Алексей Сухаренко - Блокада. Запах смерти
– Мы с Николкой перелопатили колхозное поле, где картофель не весь собрали, – улыбнулся довольный Зарецкий. – Тогда немцы бомбить тот район начали, и уборка прекратилась. Пришлось нам ломом орудовать, чтобы с десяток добыть, целый день долбили. Теперь думаю: как на такие страшилки кольцо надевать?
– Милый, – прильнула к нему Анастасия, – я так тебя люблю!
– Настя! – раздался встревоженный голос ее матери. Обеспокоенная долгим отсутствием дочери, она вышла на лестничную клетку.
– Значит, послезавтра в десять часов я у тебя, – шепотом напомнил Зарецкий.
Оставшийся вечер прошел в доброй атмосфере. Голубиный бульон, разлитый по большим бокалам, привнес оживление и хорошее настроение. Дети разыгрались в ожидании картошки с кусочком мяса. Мария также была в приподнятом настроении.
– Я завтра с Брониславом Петровичем схожу в одно место, и, надеюсь, у меня на работе опять все наладится с дополнительным питанием, – поделилась она своими мыслями с Ларисой, когда женщины скрупулезно делили голубиную тушку, раскладывая ее ровно на шесть крохотных порций.
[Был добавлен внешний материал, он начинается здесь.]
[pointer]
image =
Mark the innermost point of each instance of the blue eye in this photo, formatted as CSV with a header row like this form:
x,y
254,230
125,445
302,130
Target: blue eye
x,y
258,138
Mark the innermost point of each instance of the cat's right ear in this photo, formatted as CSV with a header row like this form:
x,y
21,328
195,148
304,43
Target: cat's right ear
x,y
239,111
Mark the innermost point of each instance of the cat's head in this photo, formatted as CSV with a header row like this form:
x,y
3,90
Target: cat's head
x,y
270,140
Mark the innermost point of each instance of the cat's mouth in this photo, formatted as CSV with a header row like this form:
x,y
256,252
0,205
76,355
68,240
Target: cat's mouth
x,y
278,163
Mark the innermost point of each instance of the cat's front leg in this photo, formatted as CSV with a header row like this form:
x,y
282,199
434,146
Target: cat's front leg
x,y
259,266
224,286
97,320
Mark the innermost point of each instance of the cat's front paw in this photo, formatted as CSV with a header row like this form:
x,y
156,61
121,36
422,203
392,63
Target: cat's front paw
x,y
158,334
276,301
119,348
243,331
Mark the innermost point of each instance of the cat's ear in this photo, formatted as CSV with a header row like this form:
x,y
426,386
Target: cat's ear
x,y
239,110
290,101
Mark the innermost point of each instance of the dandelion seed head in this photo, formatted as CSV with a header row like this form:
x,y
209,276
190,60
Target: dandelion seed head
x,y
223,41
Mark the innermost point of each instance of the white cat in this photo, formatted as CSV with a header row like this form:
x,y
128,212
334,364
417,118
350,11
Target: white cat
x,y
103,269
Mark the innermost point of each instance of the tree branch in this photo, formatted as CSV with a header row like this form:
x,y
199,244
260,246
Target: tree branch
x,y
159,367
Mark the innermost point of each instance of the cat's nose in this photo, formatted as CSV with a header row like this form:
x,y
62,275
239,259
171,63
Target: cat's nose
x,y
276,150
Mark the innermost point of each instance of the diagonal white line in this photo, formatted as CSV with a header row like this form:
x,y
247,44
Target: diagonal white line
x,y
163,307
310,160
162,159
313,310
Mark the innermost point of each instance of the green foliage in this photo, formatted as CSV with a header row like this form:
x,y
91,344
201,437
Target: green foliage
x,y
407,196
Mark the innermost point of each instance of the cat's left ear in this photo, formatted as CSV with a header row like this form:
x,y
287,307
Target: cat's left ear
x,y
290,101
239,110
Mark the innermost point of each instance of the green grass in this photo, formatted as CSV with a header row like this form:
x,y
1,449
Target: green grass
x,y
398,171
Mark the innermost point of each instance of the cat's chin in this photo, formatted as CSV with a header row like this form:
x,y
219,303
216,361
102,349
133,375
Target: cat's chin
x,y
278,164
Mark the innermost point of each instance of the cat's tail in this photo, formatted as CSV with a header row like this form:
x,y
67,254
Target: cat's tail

– Алексей после Рождества выйдет из госпиталя, и у нас все будет хорошо, – добавила свои соображения по поводу улучшения жизни их семьи Лариса.
Голубь был съеден без остатка. Детям досталось побольше мяса, а женщины довольствовались одними лапками, на которых и мяса, как такового, не было. Засыпать было хорошо, словно внутри каждого заработала собственная печка, выделяя больше тепла для обогрева тела. Однако ночью все стали просыпаться от неимоверного холода. Да еще Катя раскашлялась.
– Минус двадцать пять градусов! – раздался голос Вячеслава, который первым добрался до окна и взглянул на термометр.
– Надо идти искать дрова, иначе к утру околеем, – подала голос Мария, не на шутку встревоженная состоянием дочки.
Насте долго не удавалось разжечь примус, так как окоченевшие руки отказывались слушаться, переводя одну за другой драгоценные спички. Хлебнув кипятку, Настя, Вячеслав и Лариса вышли во двор, оставив младших на Марию. От сильного мороза перехватывало дыхание. Темень была полная. Туалетная кабина (в квартирах туалеты были заколочены), которую трижды ломали на дрова жители дома, теперь блестела металлическим корпусом.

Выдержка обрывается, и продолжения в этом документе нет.